Elle est effectivement en position dominante, avec plus de de 45 % dans les intentions de vote pour le scrutin du 30 janvier. Le besoin de plus de justice sociale dans un pays où les inégalités restent fortes et les écarts de salaire importants (le salaire minimum vient tout juste d’atteindre 700 €) explique pour partie cette primauté de la gauche, d’autant plus que la politique d’austérité menée par le gouvernement de droite/centre-droite entre 2011 et 2015 a été particulièrement traumatisante.
Le Parti socialiste dispose d’une organisation militante territoriale efficace et d’un solide réseau d’élus locaux maillant l’ensemble du territoire. Ce qui n’est plus le cas du Parti communiste – et de la coalition ancienne qu’il forme avec les Verts – dont les traditionnels bastions d’Alentejo et des banlieues ouvrières de Lisbonne tombent les uns après les autres – le plus souvent au profit du PS –, comme l’ont rappelé les élections municipales en septembre 2021. Quant au Bloc de Gauche (BE), il est surtout implanté dans les villes.
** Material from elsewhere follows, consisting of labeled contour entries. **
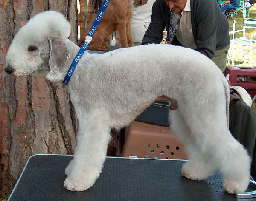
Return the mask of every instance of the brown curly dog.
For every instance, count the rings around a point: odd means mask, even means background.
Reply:
[[[129,1],[129,0],[110,1],[88,49],[106,50],[109,45],[112,34],[116,31],[119,36],[119,42],[122,48],[134,46],[130,24],[132,12]],[[96,15],[96,14],[93,15],[93,19]],[[84,43],[94,21],[93,19],[87,24],[78,42],[79,46],[81,46]]]

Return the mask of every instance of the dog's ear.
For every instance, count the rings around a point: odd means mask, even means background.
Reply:
[[[60,81],[65,76],[65,66],[69,57],[64,41],[59,38],[49,39],[50,47],[50,72],[46,79],[52,81]]]

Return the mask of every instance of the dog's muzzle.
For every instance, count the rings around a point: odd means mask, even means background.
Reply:
[[[12,73],[13,70],[10,65],[8,65],[7,67],[4,69],[4,71],[7,73],[8,74],[11,74]]]

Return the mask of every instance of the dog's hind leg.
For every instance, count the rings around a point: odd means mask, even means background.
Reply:
[[[127,37],[127,42],[129,47],[132,47],[134,45],[133,43],[133,39],[132,38],[132,34],[131,34],[131,28],[130,22],[126,23],[126,36]]]
[[[172,130],[184,145],[188,156],[189,160],[183,165],[181,174],[190,179],[204,179],[217,167],[197,147],[191,131],[178,109],[170,110],[169,115]]]
[[[117,22],[116,29],[119,35],[119,42],[122,48],[128,48],[128,46],[126,36],[126,26],[124,20]]]
[[[64,181],[64,187],[72,191],[84,191],[94,184],[102,171],[111,139],[110,128],[99,120],[102,119],[102,116],[85,113],[80,116],[82,111],[77,113],[77,145],[74,158],[66,168],[68,176]]]
[[[202,104],[198,102],[197,105],[192,102],[191,97],[189,99],[190,102],[186,101],[186,104],[179,105],[179,109],[182,110],[181,115],[197,148],[207,157],[206,161],[210,160],[209,164],[220,170],[223,187],[227,192],[235,193],[245,191],[250,181],[250,158],[228,130],[225,104],[221,102],[220,98],[208,98]],[[192,164],[196,168],[198,167],[195,162]],[[201,173],[197,174],[193,177],[202,176]]]

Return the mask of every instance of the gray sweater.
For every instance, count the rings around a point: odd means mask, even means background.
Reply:
[[[229,24],[216,0],[191,0],[191,24],[197,50],[211,59],[214,51],[230,43]],[[142,44],[160,43],[166,26],[170,25],[170,10],[164,0],[156,0],[153,5],[151,22]],[[180,45],[175,37],[172,44]]]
Rassemblée avec la « geringonça » sur une base programmatique écrite de 2015 à 2019, la gauche s’est de nouveau divisée pour des raisons de fond – sur le rythme et l’intensité de la hausse du salaire minimum jugés insuffisants par le BE et le PS, sur la réforme du droit du travail, la lutte contre la précarité – et de tactique électorale, le refus de voter le budget 2022 a été précédé de plusieurs signes avant-coureurs, liés notamment à l’usure au pouvoir d’une équipe gouvernementale quasi inchangée et à une difficulté croissante à négocier des compromis comme c’était la règle de 2015 à 2019.
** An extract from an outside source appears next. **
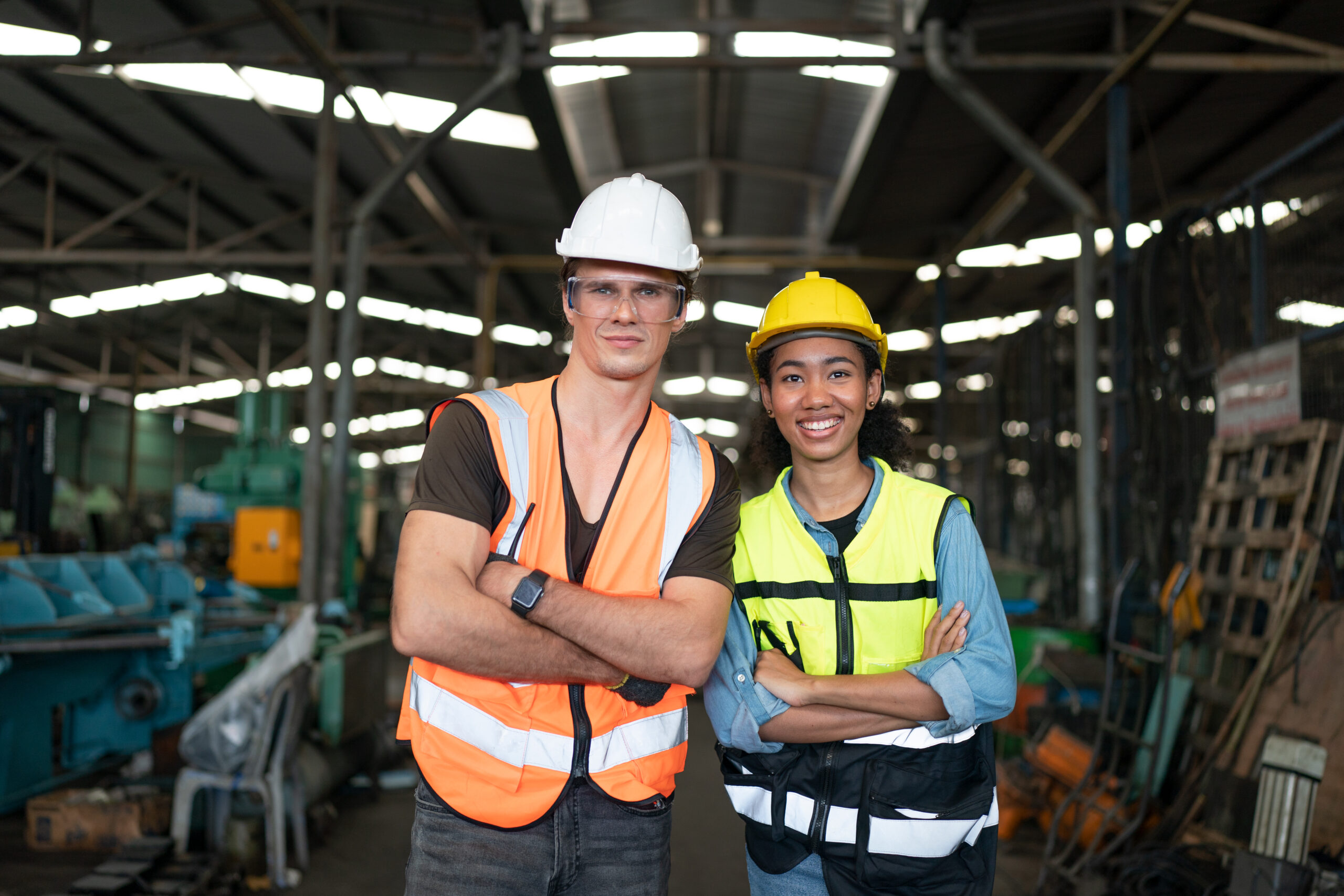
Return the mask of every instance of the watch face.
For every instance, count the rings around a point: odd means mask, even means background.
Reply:
[[[517,587],[513,588],[513,603],[519,603],[528,610],[532,609],[532,604],[536,603],[539,596],[542,596],[542,586],[531,579],[523,579],[517,583]]]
Les centristes peuvent-ils gagner ces élections ?
Le centrisme en tant que tel n’existe pas vraiment au Portugal, le clivage gauche/droite restant prégnant dans le discours politique, seul le CDS (Centre démocratique et social) étant étiqueté « centriste », après avoir droitisé son discours pendant des années. Les deux partis dominants, PS et PSD, couvrent ce champ mal défini qui va du centre-gauche au centre-droite.
En revanche, l’évocation du « bloc central » revient régulièrement à chaque élection législative, en référence aux années 1983-1985 où le PS et le PSD s’étaient entendus pour gouverner de concert avec Mário Soares comme Premier ministre dont le dernier acte de gouvernement avait été de signer le 12 juin 1985 le traité d’adhésion du Portugal à la Communauté européenne, après avoir joué un rôle décisif dans la reprise et l’accélération des négociations après le sommet de Fontainebleau fin juin 1984.
Cette période, courte, est régulièrement évoquée, soit comme modèle de « grande coalition » centriste, soit, le plus souvent, comme repoussoir et incarnation d’un « bloc bourgeois ». C’est une configuration qui a ressurgi lors de cette campagne des élections législatives anticipées, le président du PSD Rui Rio s’étant déclaré ouvert à l’idée, sous réserve de réciprocité déclarée du PS, ce que son Premier secrétaire António Costa a refusé. Mais l’hypothèse d’un scrutin plus serré que prévu, soulignée par les sondages de la dernière semaine de campagne – alors que ceux-ci évoquaient jusque-là une victoire assez large du PS, sinon la majorité absolue –, redonne une actualité à cette idée de « bloc central » pour pallier les risques d’instabilité inhérentes à un « gouvernement minoritaire ». Enfin, par sa position d’arbitre au-dessus des partis, le chef de l’État, président du PSD dans les années 1990, pourrait peser en ce sens.
Où en est la droite portugaise ?
Plutôt mal en point depuis 2015, après avoir gouverné quatre ans, mené une politique d’austérité et être arrivé en tête des élections législatives d’octobre 2015, la droite souffre à la fois d’une crise de leadership – ce qui n’est pas rien avec sa culture politique du « chef sachant cheffer » – et de l’émergence sur sa droite du parti Chega dont le leader, André Ventura, est un transfuge du PSD.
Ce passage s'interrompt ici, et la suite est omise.